See, back in the early '80s, Apple had a genuine hit with the ][ and its successors, the ][+ and //e. But while they had enduring success in the educational market, their place in selling to both the home market and the business market was being eaten up — on the home side, by cheaper machines with better graphics like the Commodore C64 and Tandy Color Computer, and on the office side, by IBM's PC and its clones. Their first attempt at a business machine, the Apple /// — basically a souped-up II with the fun parts taken out, designed almost entirely by the marketing department — launched in 1980 with stability issues that required a recall, and the line was already considered a failure. (The /// was the computer that, according to legend, had such bad heat problems that the chips would work their way out of their sockets; the reported corrective was to drop the machine from six inches off the desk to knock the chips back in.)
This failure had sent everybody back to the drawing board. Steve Jobs led a team to take the graphical user interface ideas pioneered by Xerox PARC and make it a business machine, with a new operating system and office suite, that would eventually become this machine, the Apple LISA. (LISA supposedly stood for "Locally Integrated Software Architecture", but Jobs's first daughter was named Lisa, so. Wags claimed it stood for "Let's Invent Some Acronym".)
Jobs's leadership and, honestly, mismanagement became onerous for everyone involved, and the project was taken away from him in 1982. The Lisa launched in 1983, at a $10,000 price (around $26k in today's money), to a lukewarm reception.
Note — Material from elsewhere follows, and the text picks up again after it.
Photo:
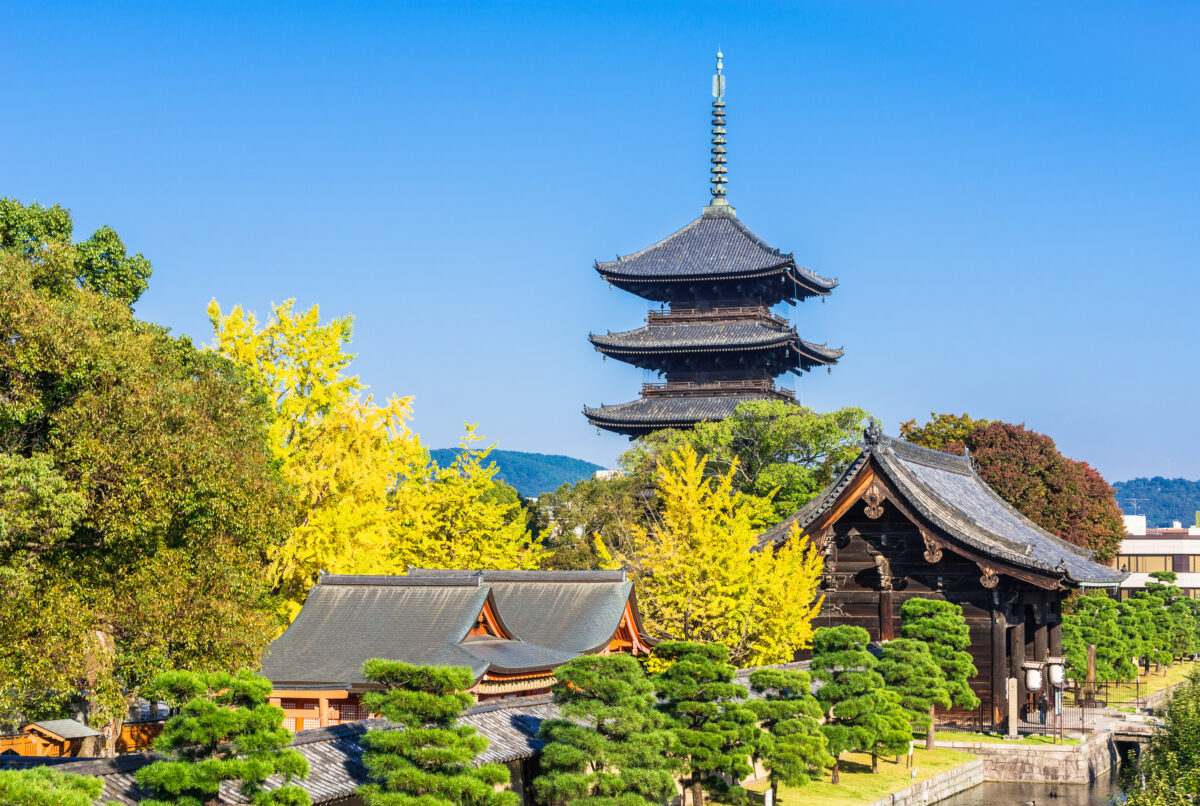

Jobs, meanwhile, had turned around, taken Jef Raskin's team's project, and pushed them to change it from a sub-$1000 text-based office appliance to a stripped-down but incompatible version of the Lisa: the Macintosh, which shipped in 1984 to immediate acclaim.
After the Macintosh was an obvious success and the Lisa an obvious failure, Apple tried to salvage the line by installing a Mac upgrade package in it and pitching it as the Macintosh XL; this wasn't much more successful, and well into the '90s surplus houses had vast stocks of new old stock Lisas.
Anyway, there's nothing I could actually do with a Lisa, it'd take untold hours of restoration and repair to get it to where I couldn't run anything on it, and it'd take up a huge amount of space.
Doesn't mean I don't still want it, though.